Many communities in northern Colorado are bracing for possible flooding this spring as the mountain snowpack melts or if heavy rains fall onto already-saturated ground.
They have reason to worry. Flash flooding has a long history in the area.
In fact, the first deadly flood in Denver history occurred on this date 150 years ago, May 19, 1864. A spring rain storm caused flash flooding along the Cherry and Plum creeks. An estimated 15-20 people died.
Denver sat on the northeast bank of Cherry Creek, while at the time of the Great Flood of 1864 Auraria was a separate city, growing on the southwest bank.
Auraria is lower lying, so Denver, except for right along the creek wasn't, affected," CU-Denver history professor Tom Noel says. "But Auraria, where the Auraria higher education campus is today, was underwater.
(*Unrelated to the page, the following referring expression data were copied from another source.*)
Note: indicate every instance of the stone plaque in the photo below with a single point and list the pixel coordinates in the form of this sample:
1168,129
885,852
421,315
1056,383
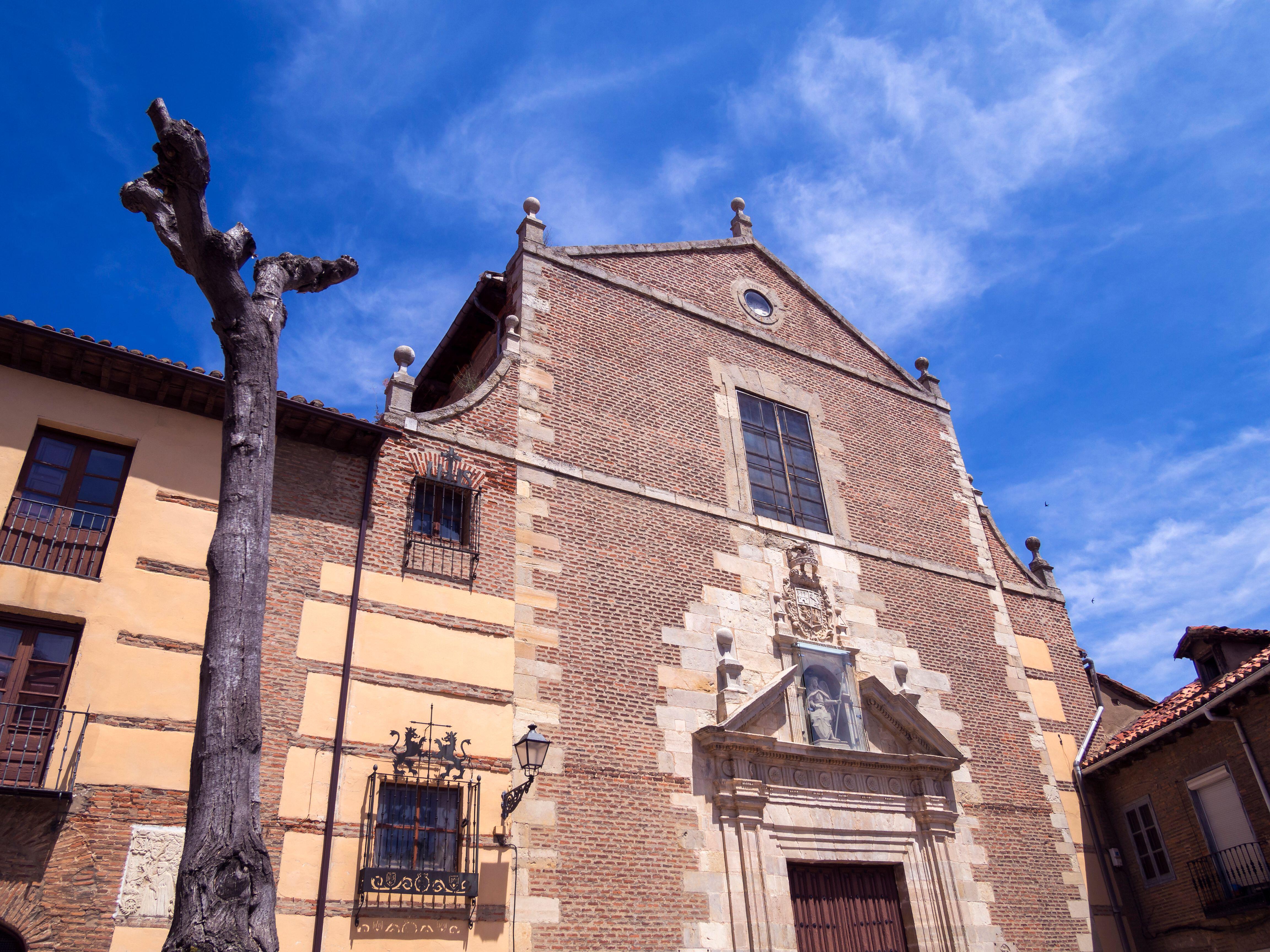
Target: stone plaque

And quite a few buildings were washed downstream."
One of the most prominent buildings destroyed was the home of the Rocky Mountain News. Founder William N. Byers had perched the newspaper building on stilts in the middle of Cherry Creek, despite warnings from Little Raven, the Chief of the Arapahoe Indians.
"The Indians predicted there would be a great flood and warned not to build in that flood plain, but, as usual, the palefaces ignored the Arapahoe who had lived here for decades," Noel says.
Noel says Coloradans are still learning the lessons of the Great Flood of 1864.
Last fall massive flooding caused widespread damage across the Front Range when some typically tame waterways overtopped their banks just like 150 years ago.